Coordenado pelo Ministério da Integração e do Desenvolvimento Regional (MIDR), em parceria com a Secretaria-Geral da Presidência da República e o Ministério do Planejamento e Orçamento (MPO), o GTI reúne representantes de 21 ministérios e oito órgãos federais com o objetivo de construir políticas públicas articuladas e territorializadas para o Vale do Jequitinhonha.
Durante o encontro, foram retomados os principais avanços alcançados desde a criação do grupo, incluindo a definição dos eixos estratégicos que orientarão o plano de desenvolvimento regional. Entre as prioridades estabelecidas estão a coordenação da cadeia produtiva minerária; a diversificação produtiva e o acesso à terra; a garantia de direitos dos povos e comunidades tradicionais; a infraestrutura e o fortalecimento da rede de cidades; além do desenvolvimento social.
O diretor de Políticas de Desenvolvimento Regional e Territorial do MIDR, João Mendes, destacou que o encerramento desta etapa representa um avanço importante na consolidação de uma agenda integrada para a região.
“Estamos estruturando uma proposta construída de forma interministerial e alinhada às necessidades do território.
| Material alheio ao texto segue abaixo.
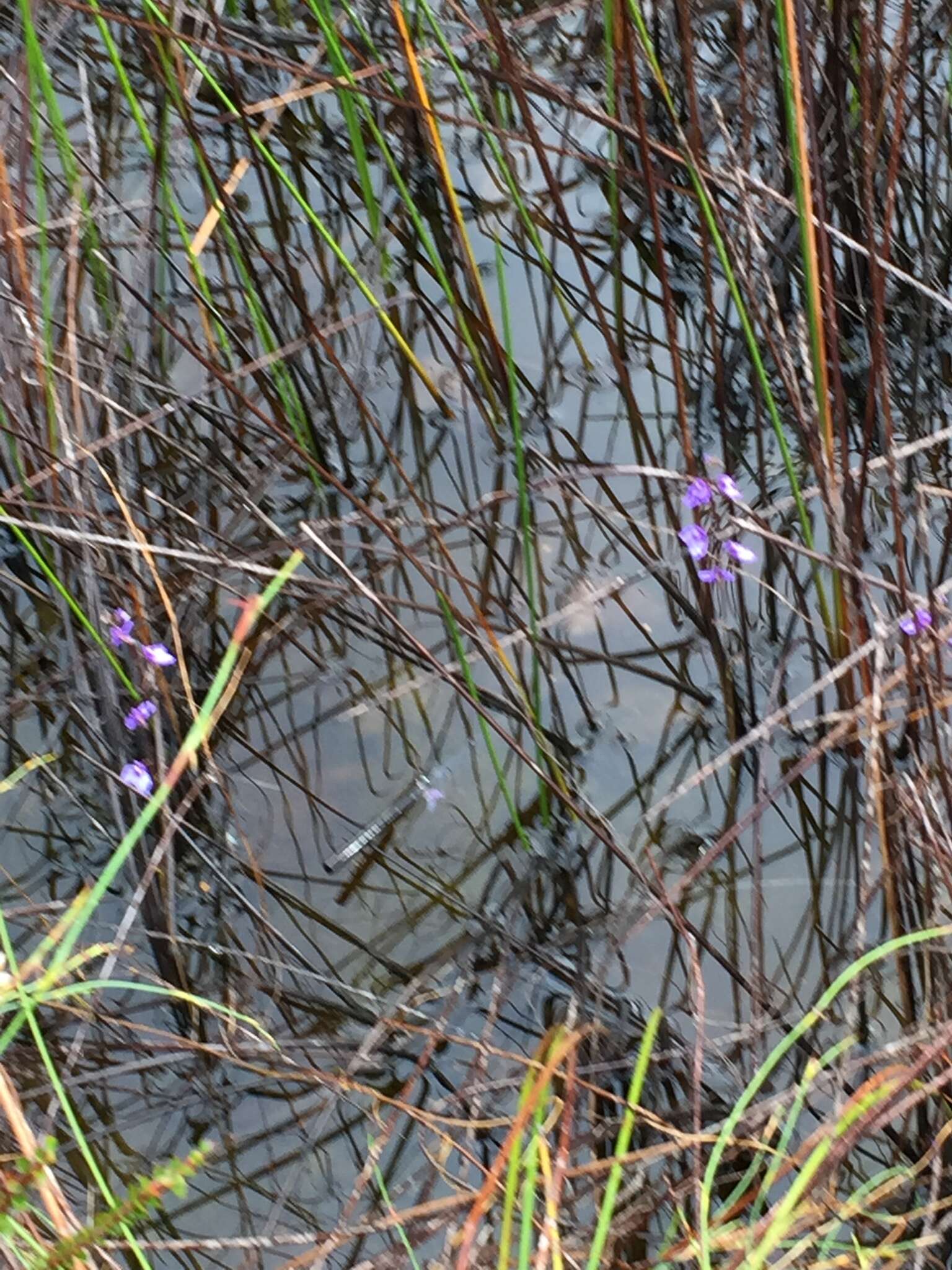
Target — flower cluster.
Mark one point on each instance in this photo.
(697, 540)
(135, 774)
(915, 623)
O objetivo é garantir que o desenvolvimento econômico da região esteja associado à redução das desigualdades sociais, à inclusão produtiva e à melhoria da qualidade de vida da população”, afirmou.
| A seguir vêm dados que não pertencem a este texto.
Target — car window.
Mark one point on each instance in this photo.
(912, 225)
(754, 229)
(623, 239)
Segundo o diretor, o relatório apresentado durante a reunião reforça a importância da continuidade das ações articuladas entre os órgãos federais. “Ao longo dos trabalhos, conseguimos reunir diagnósticos, identificar desafios prioritários e alinhar estratégias de atuação conjunta. Agora avançamos para uma nova fase, voltada à consolidação do plano e ao diálogo institucional para viabilizar sua implementação”, completou.
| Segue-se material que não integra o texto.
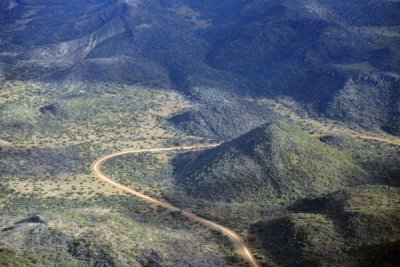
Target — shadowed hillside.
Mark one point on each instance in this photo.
(277, 160)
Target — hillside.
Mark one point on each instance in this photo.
(276, 160)
(320, 53)
(355, 227)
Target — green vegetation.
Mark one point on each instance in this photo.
(337, 229)
(275, 161)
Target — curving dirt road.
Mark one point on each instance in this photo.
(241, 246)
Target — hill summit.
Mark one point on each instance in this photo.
(277, 160)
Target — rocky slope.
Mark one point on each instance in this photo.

Durante a reunião, Guta Torres, coordenadora-geral da Secretaria Nacional de Diálogos Sociais e Articulação de Políticas Públicas da Secretaria Geral da Presidência da República, destacou ainda que as ações realizadas foram provenientes de um pedido da sociedade civil e atendida pelo Governo Federal. “O GTI nasceu da escuta das comunidades impactadas e esse compromisso permanece. Vamos continuar fortalecendo a participação social, acompanhando a execução das ações e mantendo canais permanentes de diálogo com o território, porque é a partir dessa escuta que conseguimos aperfeiçoar as políticas públicas e ampliar seus resultados para a população”, ressaltou Guta.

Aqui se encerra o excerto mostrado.